Final Project. (25%)
Final exam. (30%).
The midterm is Monday, Feb 23, 3:00-4:20pm (in class).
The final exam is Tuesday, March 17, 8-11am (in class: MS 5128).
Homeworks will be announced in class.

Homeworks must be handed in at the beginning of class, or may be slipped under my office door (MS 8965) any time before class. Each homework assignment is graded out of 10 points. Homeworks handed in between 5 and 10 minutes after class has begun will be given a one-point deduction. Those handed in between 10 and 20 minutes late will be given a two-point deduction. Homeworks handed in between 20 minutes late and the end of class will be given a three-point deduction. Homeworks submitted after lecture is over will not be accepted. Homeworks must be submitted in hard copy, rather than by email or fax.

Rough Outline:
Week 1: Introductory material, regression overview, function approximation, and bias/variance tradeoffs.
Week 2: Linear regression, Gauss-Markov theorem, multiple regression.
Week 3: Subset selection, shrinkage.
Week 4: Regression of an indicator matrix, discriminant analysis.
Week 5: Logistic regression.
Week 6: Poisson regression, Kernel regression.
Week 7: Review and midterm.
Week 8: Generalized Additive Models.
Week 9: Point process regression.
Week 10: Projects, review.

hw1. Faraway "Linear Models with R" p23: 1,4,5. p50: 1,2. due Wed 1/14.

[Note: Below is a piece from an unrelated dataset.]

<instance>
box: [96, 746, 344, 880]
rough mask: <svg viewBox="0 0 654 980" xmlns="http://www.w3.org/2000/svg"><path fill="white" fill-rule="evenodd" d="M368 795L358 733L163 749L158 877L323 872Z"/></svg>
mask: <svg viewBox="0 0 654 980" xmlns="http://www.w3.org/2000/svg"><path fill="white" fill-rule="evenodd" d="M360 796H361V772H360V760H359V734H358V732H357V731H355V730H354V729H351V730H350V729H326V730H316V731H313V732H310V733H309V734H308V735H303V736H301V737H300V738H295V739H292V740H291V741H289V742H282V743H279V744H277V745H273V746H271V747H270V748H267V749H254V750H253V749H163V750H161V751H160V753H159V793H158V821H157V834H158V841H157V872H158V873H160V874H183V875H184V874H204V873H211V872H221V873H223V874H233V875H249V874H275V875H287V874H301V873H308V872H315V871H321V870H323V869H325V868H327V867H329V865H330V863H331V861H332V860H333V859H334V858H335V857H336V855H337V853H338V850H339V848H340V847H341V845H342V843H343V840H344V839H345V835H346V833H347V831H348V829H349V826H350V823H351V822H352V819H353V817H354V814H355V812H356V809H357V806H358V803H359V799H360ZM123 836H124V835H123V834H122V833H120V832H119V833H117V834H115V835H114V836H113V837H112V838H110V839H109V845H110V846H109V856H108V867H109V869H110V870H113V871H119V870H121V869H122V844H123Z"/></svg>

hw2: Faraway "Linear Models with R" p74 #1, p87 #4, due Mon 1/26.

hw3: Faraway "Linear Models with R" p107 #5, p 146 #4, due Mon Feb 9.

hw4: Faraway "Extending the Linear Model with R" p52 #3(b-f), p66 #5, due Wed Feb 18.

Midterm Monday 2/23.

For the final projects, the written portion is due in class on March 11. The oral presentations will be on March 9 and March 11. For these projects, find a dataset and analyze it using the methods we have discussed in class. Your response variable, Y, should be non-negative-integer-valued. You should also have at least 2 explanatory variables, and at least 20 observations (n). Your topic may be non-academic, and should be based on something you are genuinely interested in, such as a hobby or extra-curricular activity of yours. Examples of response variables might be:
-- the number of points scored by LeBron James, per game.
-- the number of votes, per political candidate.
-- the number of Americans who saw a movie, per movie.
-- the number of Facebook friends, per person.
You may find your dataset on the web or may collect it yourself, but if you are collecting it yourself, make absolutely sure that there is absolutely no risk at all of any injury (either physical or emotional) to you or anyone else. Analyze your data using OLS, Poisson regression, kernel regression, and at least one other method (binomial regression, least trimmed squares, GLS, WLS, m-estimation, ridge regression, PC regression, or partial least squares). For each of these methods, show your residuals and analyze goodness-of-fit as appropriate. Your written report should be 3-5 pages of written text, followed by as many figures and tables as you'd like at the end, in an appendix. Do not include the figures in your text -- instead, just have all the figures at the end. There is no need to explain in your text what the different methods you use are. Instead, focus on interpreting your results. Your report should contain an Introduction (1/2 to 1 page) explaining why your data are interesting or important, a Results section (2-3 pages), in which you comment on each of your figures, tables, and results, and a a Conclusion (1/2 to 1 page), in which you summarize your main findings and describe problems with your dataset and analysis. In the Results section, be sure to explain the main interesting features of your figures, and in your Conclusion, you are encouraged to speculate on how any problems with your data collection or analysis may have influenced your results.
In your oral report, you will have 5 minutes each to present your main results. Just show your 4 or 5 best figures, 1 per page. Do not show all of your figures from your written report -- just the few best ones only. Do not look at me when giving your presentation. Have another student warn you when you have only 1 minute left. I will cut you off after 5 minutes, but then you must spend 1 minute answering questions.

Note: email your figures to me, in pdf format, by Sunday, March 8, 10pm, if you would like to present them on the projector for your talk.

The order of the talks will be:
Monday, March 9: Morrow, Bray, Leung, Kim, Chen, Guo, Zhao, Wong, Nie, Blatnik, Mayernik.
Wednesday, March 11: Levinson, Shargel, Goff, Crutcher, Gao, Gharibans, Darren Liu, Jaynes, Langholz, Fei Liu, Yajima.

You may switch with your classmates if you'd like, but let me know.